METHODS: Primary bronchial epithelial cells (pBECs) from healthy controls and subjects with COPD were infected with human influenza A/H1N1 at MOI of 5. AvSG proteins PKR, TIAR, G3BP were detected by confocal microscopy, and by western blotting. IFN-β enhanceosome proteins pIRF3, pATF2, and p300 were also measured. IFN-β protein was measured by western blotting. Viral replication was measured by plaque assay. PKR was silenced by specific siRNA 24 before infection. Co-localisation test was performed using ImageJ according to instructions.

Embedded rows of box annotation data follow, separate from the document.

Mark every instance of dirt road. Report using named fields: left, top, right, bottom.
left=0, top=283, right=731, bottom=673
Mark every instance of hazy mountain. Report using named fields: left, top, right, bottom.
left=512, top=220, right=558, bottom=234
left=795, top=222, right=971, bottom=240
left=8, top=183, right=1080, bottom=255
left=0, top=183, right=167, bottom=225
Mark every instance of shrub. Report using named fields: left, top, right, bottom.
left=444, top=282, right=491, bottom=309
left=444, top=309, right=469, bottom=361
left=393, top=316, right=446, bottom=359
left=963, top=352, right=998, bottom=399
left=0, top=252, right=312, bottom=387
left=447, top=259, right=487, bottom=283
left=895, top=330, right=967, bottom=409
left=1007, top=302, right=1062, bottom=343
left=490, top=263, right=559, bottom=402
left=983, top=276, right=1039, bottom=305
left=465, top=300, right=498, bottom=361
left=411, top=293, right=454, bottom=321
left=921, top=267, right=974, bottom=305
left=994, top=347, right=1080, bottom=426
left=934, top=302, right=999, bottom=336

RESULTS: Influenza infection resulted in reduced AvSG component PKR, TIAR, and G3BP expression and decreased formation of AvSG in COPD pBECs. The formation of IFN-β enhanceosome was also significantly decreased in COPD pBECs with reduced expression of enhanceosome components pIRF3, pATF2, and p300. We then determined that PKR was important in the formation of AvSG, as PKR inhibition by siRNA led to impaired AvSG formation and also IFN-β enhanceosome. This then led to reduced IFN-β induction and increased influenza viral replication in COPD pBECs.
CONCLUSION: PKR is important in the formation of AvSGs and IFN-β enhanceosome, and was impaired in COPD pBECs, leading to reduced antiviral responses and heightened viral replication to influenza infection.